Canada: Gov’t must address land investment deals

Medium_canadian_farmland
Western Producer | 20 November 2014

Gov’t must address land investment deals

by Dan Patterson

http://www.producer.com/2014/11/govt-must-address-land-investment-deals/

The aggressive attempts of investment concerns to acquire large tracts of Saskatchewan farmland should be among the issues addressed in the fall sitting of the Saskatchewan legislature.

Progressive Conservative leader Rick Swenson has been bringing this matter forward, but the two parties in control of the legislature seem oblivious to the threat this represents to rural Saskatchewan.

Saskatchewan’s farm ownership legislation was designed in the early 1970s to prevent investment entities, including pension plans, from deploying their vast financial re-sources in the acquisition of farmland.

However, the Farm Land Security Board is increasingly being challenged in its mandate to effectively enforce the provisions of the Saskatchewan Farm Security Act.

This reflects a worldwide agenda of farmland acquisition by sovereign wealth funds, investment management funds and pension plans.

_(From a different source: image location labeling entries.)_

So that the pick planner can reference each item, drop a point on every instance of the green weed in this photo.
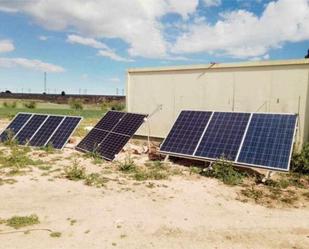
(75, 172)
(22, 221)
(224, 171)
(55, 234)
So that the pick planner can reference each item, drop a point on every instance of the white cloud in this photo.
(239, 33)
(242, 34)
(136, 21)
(104, 51)
(6, 46)
(30, 64)
(114, 79)
(75, 39)
(112, 55)
(210, 3)
(8, 10)
(43, 38)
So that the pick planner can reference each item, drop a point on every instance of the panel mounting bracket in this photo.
(268, 175)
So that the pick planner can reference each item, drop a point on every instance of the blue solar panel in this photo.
(25, 134)
(64, 131)
(92, 140)
(129, 124)
(186, 132)
(268, 142)
(254, 140)
(17, 123)
(111, 133)
(110, 120)
(43, 134)
(223, 135)
(112, 145)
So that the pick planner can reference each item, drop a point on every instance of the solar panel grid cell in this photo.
(250, 139)
(110, 120)
(223, 135)
(92, 140)
(112, 145)
(111, 133)
(186, 132)
(14, 127)
(129, 124)
(64, 131)
(25, 134)
(268, 140)
(44, 133)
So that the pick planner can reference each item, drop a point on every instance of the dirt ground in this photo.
(184, 211)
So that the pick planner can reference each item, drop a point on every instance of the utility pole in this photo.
(45, 82)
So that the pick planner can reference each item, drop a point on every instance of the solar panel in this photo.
(223, 135)
(17, 123)
(111, 133)
(92, 140)
(129, 124)
(40, 129)
(269, 141)
(110, 120)
(112, 145)
(43, 134)
(25, 134)
(64, 131)
(249, 139)
(186, 132)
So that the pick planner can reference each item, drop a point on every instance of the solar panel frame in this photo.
(217, 138)
(70, 134)
(198, 138)
(47, 116)
(240, 164)
(12, 121)
(111, 132)
(43, 131)
(27, 131)
(290, 146)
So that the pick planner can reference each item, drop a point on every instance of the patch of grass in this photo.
(76, 104)
(12, 104)
(75, 172)
(30, 104)
(96, 158)
(44, 167)
(127, 166)
(55, 234)
(224, 171)
(306, 195)
(49, 148)
(7, 181)
(72, 222)
(95, 179)
(194, 170)
(22, 221)
(300, 160)
(252, 193)
(18, 159)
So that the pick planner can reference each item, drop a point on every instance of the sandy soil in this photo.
(186, 211)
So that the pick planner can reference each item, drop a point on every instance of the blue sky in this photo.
(89, 46)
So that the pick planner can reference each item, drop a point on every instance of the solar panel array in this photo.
(252, 139)
(111, 133)
(40, 129)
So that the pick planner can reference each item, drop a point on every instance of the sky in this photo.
(87, 46)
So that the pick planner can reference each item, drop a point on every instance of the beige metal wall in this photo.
(273, 86)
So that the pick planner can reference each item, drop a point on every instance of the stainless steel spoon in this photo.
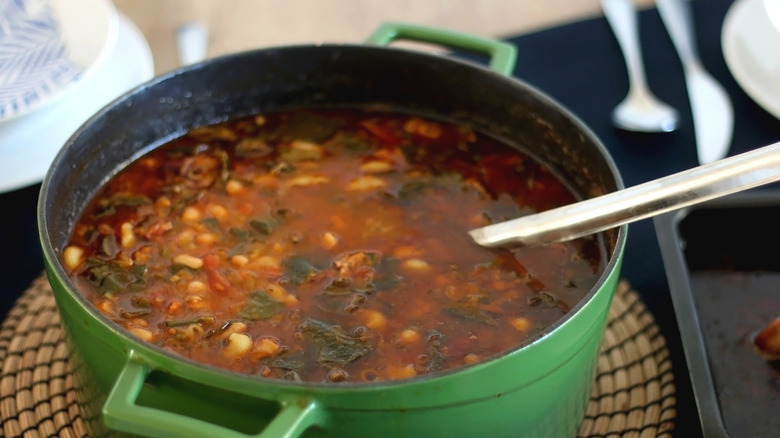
(699, 184)
(640, 110)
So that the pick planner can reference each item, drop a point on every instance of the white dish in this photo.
(751, 47)
(29, 143)
(49, 48)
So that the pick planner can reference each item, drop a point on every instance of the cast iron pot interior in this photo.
(313, 76)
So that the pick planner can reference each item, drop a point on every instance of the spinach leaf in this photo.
(260, 306)
(110, 277)
(298, 270)
(435, 354)
(293, 361)
(469, 308)
(335, 345)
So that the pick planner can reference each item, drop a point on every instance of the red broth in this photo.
(327, 245)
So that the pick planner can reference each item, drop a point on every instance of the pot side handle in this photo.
(502, 55)
(121, 413)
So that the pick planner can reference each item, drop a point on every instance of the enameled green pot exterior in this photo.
(126, 386)
(538, 391)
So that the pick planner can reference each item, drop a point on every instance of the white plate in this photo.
(751, 47)
(29, 143)
(49, 47)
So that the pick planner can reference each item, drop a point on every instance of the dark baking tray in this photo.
(722, 261)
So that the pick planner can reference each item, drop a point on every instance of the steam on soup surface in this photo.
(327, 245)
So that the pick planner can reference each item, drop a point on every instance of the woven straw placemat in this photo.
(633, 395)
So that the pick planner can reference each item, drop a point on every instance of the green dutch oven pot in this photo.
(128, 387)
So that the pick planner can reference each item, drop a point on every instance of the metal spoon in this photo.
(640, 110)
(699, 184)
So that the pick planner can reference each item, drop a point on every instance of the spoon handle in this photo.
(621, 16)
(699, 184)
(676, 15)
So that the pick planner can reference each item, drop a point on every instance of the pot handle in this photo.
(121, 413)
(502, 55)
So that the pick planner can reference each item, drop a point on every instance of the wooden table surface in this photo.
(236, 25)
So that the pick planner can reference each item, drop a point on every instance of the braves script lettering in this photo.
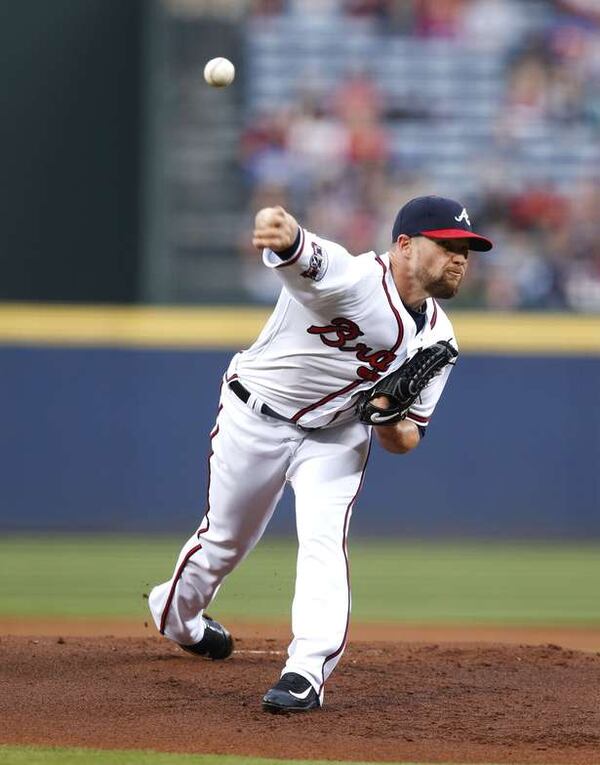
(340, 333)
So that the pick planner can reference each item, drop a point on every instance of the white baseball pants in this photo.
(252, 458)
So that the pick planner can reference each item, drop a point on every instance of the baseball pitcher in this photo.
(354, 345)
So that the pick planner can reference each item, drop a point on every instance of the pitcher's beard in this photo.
(443, 287)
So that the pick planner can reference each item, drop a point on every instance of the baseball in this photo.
(219, 72)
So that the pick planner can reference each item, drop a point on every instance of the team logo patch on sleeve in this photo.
(317, 265)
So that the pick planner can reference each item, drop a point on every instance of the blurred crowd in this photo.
(329, 157)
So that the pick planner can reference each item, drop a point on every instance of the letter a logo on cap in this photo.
(463, 216)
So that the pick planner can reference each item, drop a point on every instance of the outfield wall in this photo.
(109, 431)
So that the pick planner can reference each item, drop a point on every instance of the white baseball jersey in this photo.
(338, 326)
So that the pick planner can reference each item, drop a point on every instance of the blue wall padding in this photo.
(117, 440)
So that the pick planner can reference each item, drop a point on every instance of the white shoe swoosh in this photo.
(302, 695)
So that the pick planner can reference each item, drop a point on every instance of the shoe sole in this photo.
(276, 709)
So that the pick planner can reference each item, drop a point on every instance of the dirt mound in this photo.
(386, 701)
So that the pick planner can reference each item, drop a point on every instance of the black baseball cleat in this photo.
(293, 693)
(216, 642)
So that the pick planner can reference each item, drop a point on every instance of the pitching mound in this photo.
(386, 701)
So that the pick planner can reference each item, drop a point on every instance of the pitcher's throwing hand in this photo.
(275, 229)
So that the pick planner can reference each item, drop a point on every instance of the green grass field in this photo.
(10, 755)
(407, 582)
(462, 583)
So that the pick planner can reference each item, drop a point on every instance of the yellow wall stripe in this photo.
(236, 327)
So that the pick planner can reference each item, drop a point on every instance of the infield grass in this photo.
(411, 582)
(30, 755)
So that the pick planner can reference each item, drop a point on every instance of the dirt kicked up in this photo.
(425, 702)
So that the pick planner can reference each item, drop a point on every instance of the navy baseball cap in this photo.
(438, 218)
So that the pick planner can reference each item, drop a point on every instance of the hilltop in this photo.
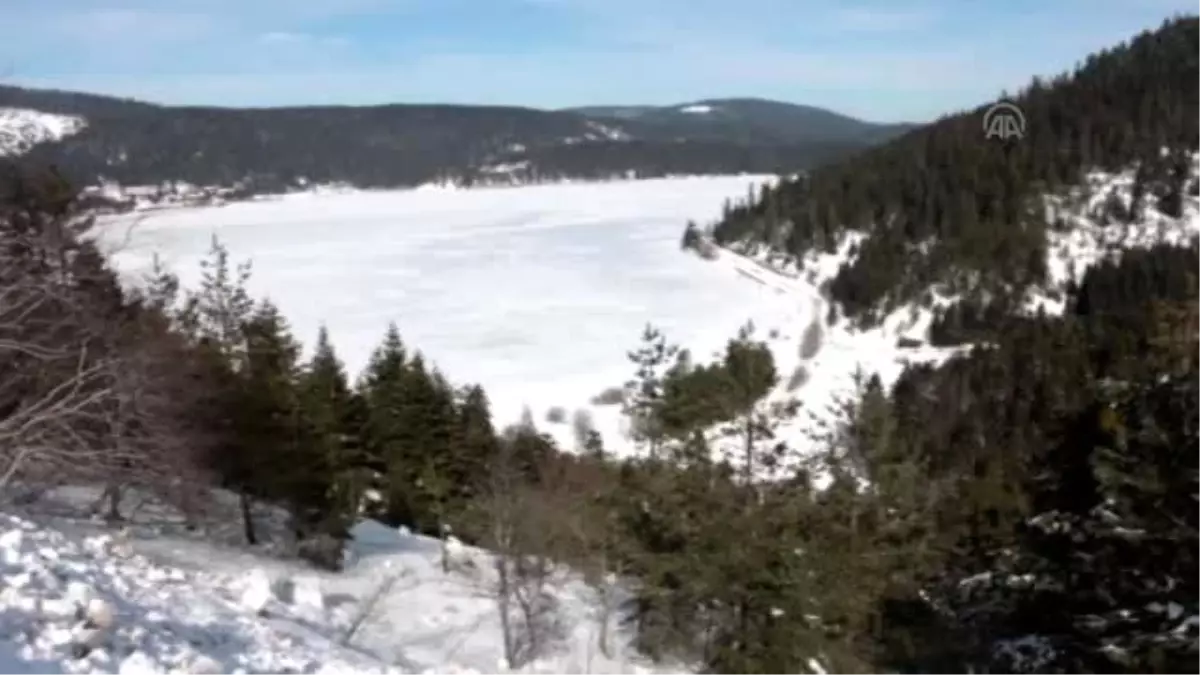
(94, 138)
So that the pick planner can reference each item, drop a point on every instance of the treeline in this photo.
(945, 203)
(277, 149)
(1027, 507)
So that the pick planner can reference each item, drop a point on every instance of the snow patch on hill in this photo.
(1093, 228)
(22, 129)
(819, 354)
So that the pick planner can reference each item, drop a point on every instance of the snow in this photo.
(22, 129)
(534, 292)
(172, 604)
(538, 292)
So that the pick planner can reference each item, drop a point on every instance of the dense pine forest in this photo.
(1026, 507)
(268, 150)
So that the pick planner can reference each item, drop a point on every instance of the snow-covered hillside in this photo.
(149, 601)
(22, 129)
(539, 292)
(1089, 234)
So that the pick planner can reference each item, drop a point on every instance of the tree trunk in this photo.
(113, 495)
(247, 520)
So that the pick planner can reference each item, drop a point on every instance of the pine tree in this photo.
(749, 376)
(643, 396)
(328, 489)
(265, 412)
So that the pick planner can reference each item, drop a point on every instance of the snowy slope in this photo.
(539, 292)
(22, 129)
(186, 605)
(1086, 238)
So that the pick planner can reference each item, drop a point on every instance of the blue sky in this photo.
(899, 60)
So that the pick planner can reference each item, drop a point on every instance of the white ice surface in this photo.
(537, 292)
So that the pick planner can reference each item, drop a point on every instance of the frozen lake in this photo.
(537, 292)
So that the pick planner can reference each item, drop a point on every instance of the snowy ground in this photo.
(189, 607)
(537, 292)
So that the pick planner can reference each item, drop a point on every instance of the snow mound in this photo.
(76, 604)
(22, 129)
(76, 598)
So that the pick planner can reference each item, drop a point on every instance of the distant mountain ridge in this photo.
(270, 149)
(748, 120)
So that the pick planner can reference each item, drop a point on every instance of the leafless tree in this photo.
(89, 390)
(517, 529)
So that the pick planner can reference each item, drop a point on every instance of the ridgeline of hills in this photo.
(1027, 506)
(1049, 477)
(274, 149)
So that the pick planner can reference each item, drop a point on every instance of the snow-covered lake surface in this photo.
(537, 292)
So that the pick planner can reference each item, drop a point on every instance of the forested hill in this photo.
(945, 203)
(269, 149)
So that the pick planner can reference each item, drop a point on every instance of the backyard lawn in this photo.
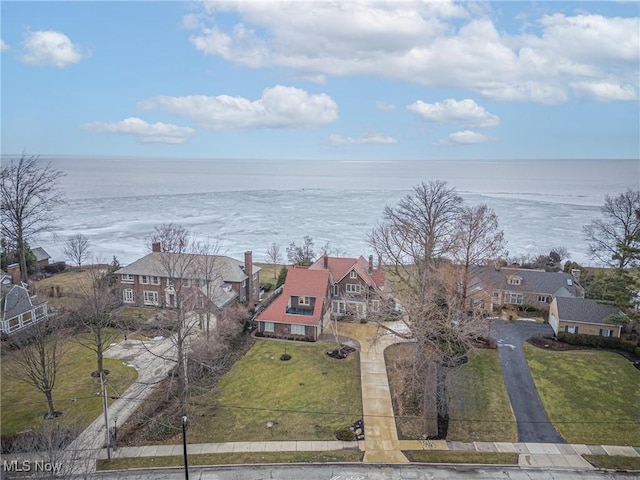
(23, 406)
(305, 398)
(590, 396)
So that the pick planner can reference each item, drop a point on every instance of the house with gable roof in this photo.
(584, 316)
(357, 288)
(493, 288)
(303, 308)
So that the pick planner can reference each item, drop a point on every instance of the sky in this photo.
(321, 80)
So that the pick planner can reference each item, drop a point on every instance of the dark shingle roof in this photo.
(584, 310)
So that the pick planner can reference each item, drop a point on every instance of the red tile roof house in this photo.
(146, 281)
(584, 316)
(357, 289)
(302, 310)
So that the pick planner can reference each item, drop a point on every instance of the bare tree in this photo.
(301, 254)
(613, 238)
(274, 257)
(76, 248)
(30, 191)
(478, 240)
(38, 359)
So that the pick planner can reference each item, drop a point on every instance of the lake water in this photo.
(248, 204)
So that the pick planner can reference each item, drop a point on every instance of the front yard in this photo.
(305, 398)
(590, 396)
(76, 393)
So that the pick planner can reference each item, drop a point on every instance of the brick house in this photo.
(209, 280)
(357, 288)
(303, 308)
(584, 316)
(493, 288)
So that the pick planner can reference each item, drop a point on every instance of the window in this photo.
(150, 298)
(128, 296)
(302, 300)
(605, 332)
(515, 299)
(352, 288)
(298, 330)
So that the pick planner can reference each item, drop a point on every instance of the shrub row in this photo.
(614, 343)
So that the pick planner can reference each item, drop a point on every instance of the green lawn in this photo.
(23, 406)
(591, 396)
(306, 398)
(480, 410)
(232, 458)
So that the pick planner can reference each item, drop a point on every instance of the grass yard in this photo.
(480, 410)
(306, 398)
(479, 406)
(23, 406)
(590, 396)
(232, 458)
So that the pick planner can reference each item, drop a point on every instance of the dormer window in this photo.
(514, 280)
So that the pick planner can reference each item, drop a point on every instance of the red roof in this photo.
(300, 281)
(339, 267)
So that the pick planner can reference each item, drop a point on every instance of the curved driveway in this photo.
(531, 417)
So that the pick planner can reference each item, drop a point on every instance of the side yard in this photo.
(590, 396)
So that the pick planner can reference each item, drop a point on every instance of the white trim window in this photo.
(150, 297)
(298, 330)
(352, 288)
(128, 295)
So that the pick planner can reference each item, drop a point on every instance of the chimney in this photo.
(575, 273)
(248, 270)
(14, 271)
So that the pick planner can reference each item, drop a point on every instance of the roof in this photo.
(41, 254)
(339, 267)
(15, 301)
(533, 281)
(190, 265)
(584, 310)
(300, 281)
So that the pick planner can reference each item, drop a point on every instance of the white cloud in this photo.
(462, 112)
(50, 49)
(143, 131)
(436, 44)
(467, 137)
(387, 107)
(605, 91)
(279, 106)
(377, 138)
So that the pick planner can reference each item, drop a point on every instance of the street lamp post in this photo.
(185, 420)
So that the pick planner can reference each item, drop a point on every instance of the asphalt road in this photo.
(533, 423)
(364, 472)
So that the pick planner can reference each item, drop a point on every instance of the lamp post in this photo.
(185, 420)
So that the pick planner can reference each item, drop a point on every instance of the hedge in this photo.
(614, 343)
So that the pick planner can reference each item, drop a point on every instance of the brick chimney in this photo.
(14, 271)
(248, 270)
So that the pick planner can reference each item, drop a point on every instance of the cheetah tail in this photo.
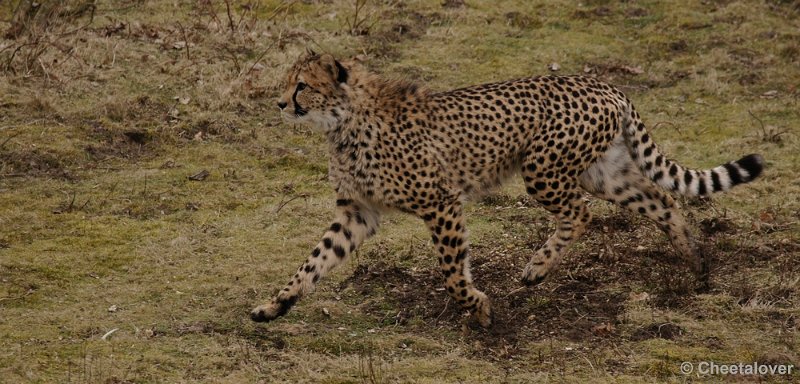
(674, 177)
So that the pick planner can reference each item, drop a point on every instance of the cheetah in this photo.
(397, 146)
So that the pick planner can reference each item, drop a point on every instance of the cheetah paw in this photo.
(483, 311)
(273, 310)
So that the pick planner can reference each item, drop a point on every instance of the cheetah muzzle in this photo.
(395, 145)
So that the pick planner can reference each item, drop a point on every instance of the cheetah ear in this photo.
(334, 67)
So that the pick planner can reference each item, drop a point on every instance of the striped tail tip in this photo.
(753, 164)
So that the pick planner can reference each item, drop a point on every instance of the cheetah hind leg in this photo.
(617, 179)
(562, 198)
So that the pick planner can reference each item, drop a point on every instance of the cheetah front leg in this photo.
(353, 224)
(450, 239)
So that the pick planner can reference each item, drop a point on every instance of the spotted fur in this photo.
(394, 145)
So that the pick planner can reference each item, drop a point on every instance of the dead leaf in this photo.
(637, 70)
(199, 176)
(769, 94)
(635, 297)
(603, 329)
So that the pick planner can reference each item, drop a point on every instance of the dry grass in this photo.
(107, 110)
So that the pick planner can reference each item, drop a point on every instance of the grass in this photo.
(105, 117)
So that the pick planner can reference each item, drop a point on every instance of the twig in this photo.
(109, 334)
(443, 310)
(105, 198)
(260, 57)
(660, 123)
(283, 203)
(763, 128)
(281, 8)
(185, 40)
(3, 145)
(230, 17)
(22, 296)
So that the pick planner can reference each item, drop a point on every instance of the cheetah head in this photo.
(314, 91)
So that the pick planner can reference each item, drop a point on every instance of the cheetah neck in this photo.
(373, 102)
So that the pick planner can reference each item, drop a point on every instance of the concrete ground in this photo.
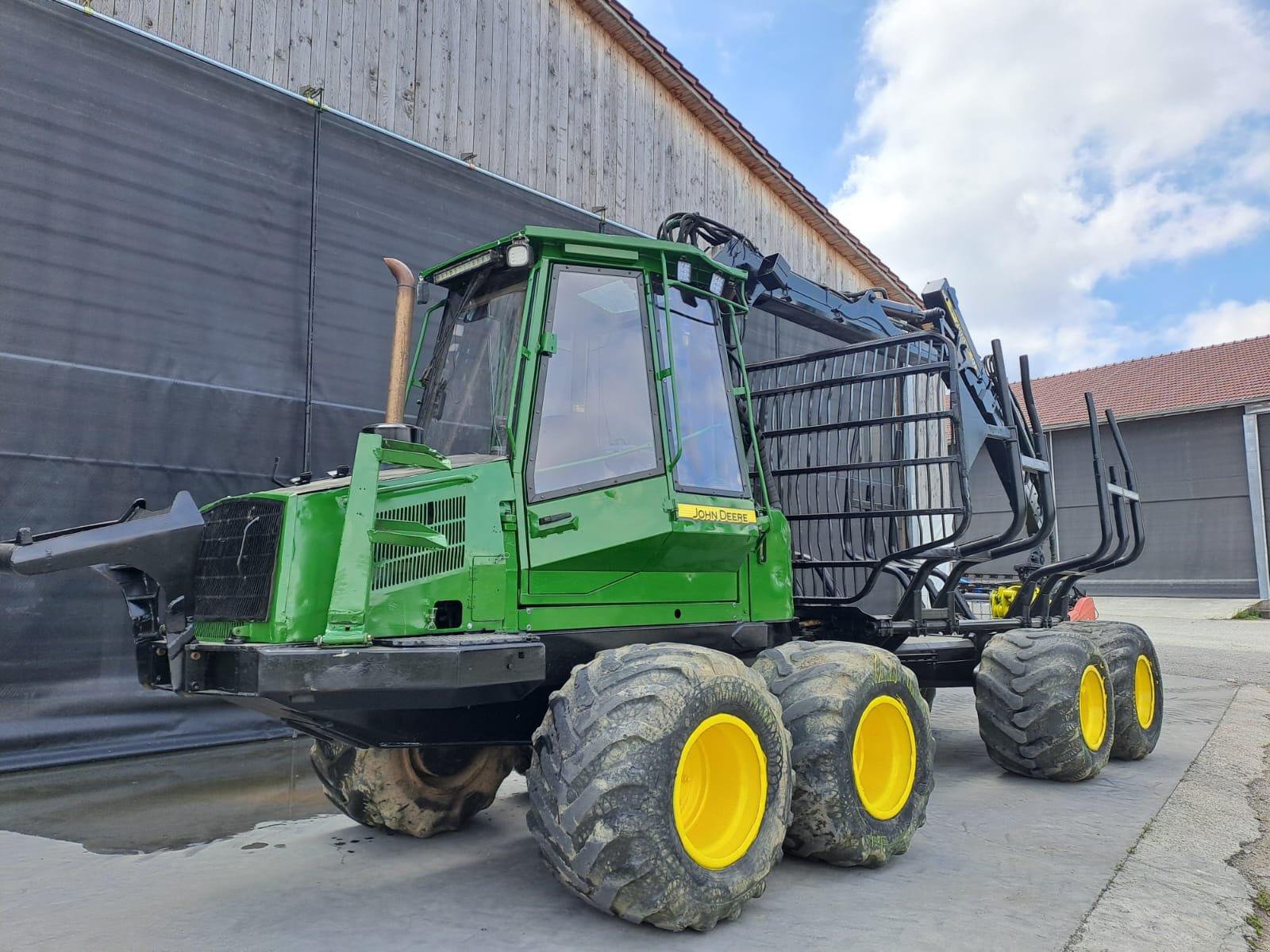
(234, 848)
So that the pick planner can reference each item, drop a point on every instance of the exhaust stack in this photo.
(399, 367)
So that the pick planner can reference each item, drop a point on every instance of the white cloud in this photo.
(1230, 321)
(1032, 150)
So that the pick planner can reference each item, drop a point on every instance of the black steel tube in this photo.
(313, 291)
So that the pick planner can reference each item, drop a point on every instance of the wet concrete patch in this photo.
(165, 801)
(1003, 863)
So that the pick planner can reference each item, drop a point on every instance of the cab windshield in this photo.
(467, 386)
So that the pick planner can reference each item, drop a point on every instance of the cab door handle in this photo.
(556, 522)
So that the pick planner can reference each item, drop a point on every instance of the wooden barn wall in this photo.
(535, 88)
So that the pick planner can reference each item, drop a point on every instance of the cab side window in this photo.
(595, 419)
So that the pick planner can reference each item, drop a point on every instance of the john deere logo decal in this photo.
(714, 513)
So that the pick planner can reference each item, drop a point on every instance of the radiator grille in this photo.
(234, 574)
(397, 565)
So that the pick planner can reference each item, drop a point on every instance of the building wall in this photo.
(537, 89)
(1193, 478)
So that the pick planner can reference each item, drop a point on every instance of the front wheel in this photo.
(418, 791)
(864, 754)
(660, 789)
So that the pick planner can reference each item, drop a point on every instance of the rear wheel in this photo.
(1045, 704)
(1137, 687)
(419, 791)
(864, 755)
(660, 789)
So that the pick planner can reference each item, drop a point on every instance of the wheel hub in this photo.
(1145, 691)
(721, 791)
(884, 757)
(1094, 708)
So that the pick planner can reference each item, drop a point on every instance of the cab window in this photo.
(710, 461)
(595, 419)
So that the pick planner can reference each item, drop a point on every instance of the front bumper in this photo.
(425, 672)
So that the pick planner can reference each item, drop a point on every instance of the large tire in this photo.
(615, 771)
(419, 791)
(1043, 698)
(842, 704)
(1136, 685)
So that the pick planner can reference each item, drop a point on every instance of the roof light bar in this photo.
(468, 264)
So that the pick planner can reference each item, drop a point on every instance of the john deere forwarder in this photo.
(698, 601)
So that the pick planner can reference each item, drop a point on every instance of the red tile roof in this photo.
(1157, 386)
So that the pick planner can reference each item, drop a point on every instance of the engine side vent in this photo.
(234, 573)
(398, 565)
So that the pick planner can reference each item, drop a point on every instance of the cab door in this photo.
(717, 526)
(595, 473)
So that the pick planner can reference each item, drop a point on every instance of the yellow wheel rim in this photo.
(721, 791)
(1145, 691)
(1094, 708)
(884, 757)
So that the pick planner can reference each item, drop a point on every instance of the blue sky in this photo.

Farmland has become a prime investment target for solid low risk capital gains, particularly since the last recession.

As well, there is a growing belief that a rapidly increasing world population and the effects of climate change will exacerbate food supply issues. Some high population, low resource nations are attempting to gain direct control over food production assets around the world.

Food security has arrived on the geo-political agenda.

The Farm Land Security Board is facing complex financial structures designed to thwart the statutory mechanisms that limit institutional land acquisitions.

For example, the board is currently in court defending its capacity to restrict a complicated entity built around land value derivatives rather than direct acquisition. If successful, the entity could employ large amounts of capital obtained through the stock market.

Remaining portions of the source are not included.